19 agosto, 2010

La playa de la ignominia.

La semana pasada, mientras mis pasos caminaban por la arena mojada de una playa del sur de Francia, veía como el mar se encargaba de borrar mis huellas y como mi hija me acompañaba en el paseo por la orilla, jugando con la espuma de las olas que levantaba el viento. Miles de turistas franceses tomaban el sol y la brisa de la tarde de agosto, ajenos a lo que ocurrió en este mismo lugar hace ahora setenta y un años.

La playa de Argelés se convirtió a partir de enero de 1.939 en un campo de concentración, donde quedaron internadas más de cien mil personas que huían del avance de las tropas franquistas. Tras el derrumbe del frente cercano a Barcelona, comenzó la mayor diáspora de la historia española, la huida hacia Francia, como única salvación, para los republicanos derrotados: coches sin gasolina, abandonados en las cunetas; mujeres que iban perdiendo sus maletas; familias enteras caminando a pie sobre el barro; niños que resistían la agonía del frio del invierno bajo las mantas; hombres harapientos cargados con fardos; soldados a la deriva, taciturnos y abatidos, que, después de abandonar sus fusiles sobre pirámides de armas amontonadas en la frontera, parecían sólo muñecos de trapo, derrotados. A todos ellos les esperaban el gesto feroz de los gendarmes franceses, las bayonetas caladas de las tropas coloniales senegalesas, los alambres de espino, el frío y el hambre.

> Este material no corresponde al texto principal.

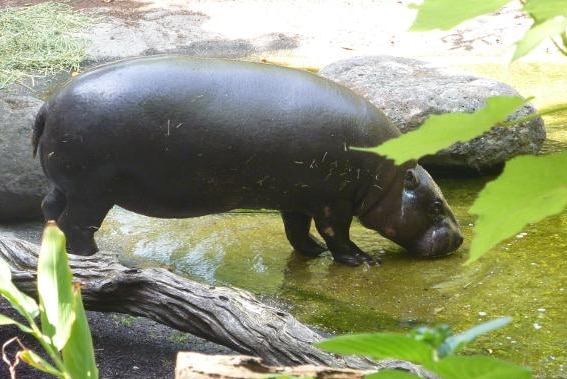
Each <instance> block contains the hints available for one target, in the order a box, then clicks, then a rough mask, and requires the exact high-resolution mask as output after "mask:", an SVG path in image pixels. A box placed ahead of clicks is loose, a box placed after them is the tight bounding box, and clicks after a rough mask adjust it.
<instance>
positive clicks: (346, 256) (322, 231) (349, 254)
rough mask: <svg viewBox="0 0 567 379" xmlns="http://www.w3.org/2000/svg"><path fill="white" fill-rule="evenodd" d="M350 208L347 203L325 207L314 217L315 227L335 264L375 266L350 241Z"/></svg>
mask: <svg viewBox="0 0 567 379" xmlns="http://www.w3.org/2000/svg"><path fill="white" fill-rule="evenodd" d="M352 217H353V216H352V207H351V205H350V204H348V203H346V202H345V203H337V204H333V205H327V206H325V207H323V209H322V210H321V211H320V212H318V213H317V214H316V215H315V217H314V218H315V226H316V227H317V231H318V232H319V234H321V236H322V237H323V239H324V240H325V242H326V243H327V247H328V248H329V251H330V252H331V254H333V259H334V260H335V261H336V262H339V263H343V264H346V265H349V266H358V265H360V264H362V263H364V262H367V263H369V264H373V265H377V264H379V263H380V262H379V261H378V260H377V259H375V258H373V257H372V256H370V255H368V254H366V253H365V252H364V251H362V250H361V249H360V248H359V247H358V246H356V245H355V244H354V242H352V241H351V240H350V237H349V231H350V224H351V222H352Z"/></svg>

El cinco de febrero, el gobierno francés de Edouard Daladier, ante la presión de la opinión pública internacional, se vio obligado a abrir la frontera y permitir el paso de los refugiados. Apenas un mes más tarde, el informe Valière, realizado a petición del propio gobierno, estimaba la presencia de casi medio millón de exiliados españoles en territorio francés, la mitad de los cuales eran soldados, pero el resto eran mujeres, heridos, ancianos y niños. La población del departamento de los Pirineos Orientales casi se había doblado en pocas semanas. El desastre humano no tuvo la respuesta adecuada y las autoridades galas, impotentes y desbordadas ante la situación, decidieron internar a los republicanos en las playas de Argelés, a sólo treinta y cinco kilómetros de España.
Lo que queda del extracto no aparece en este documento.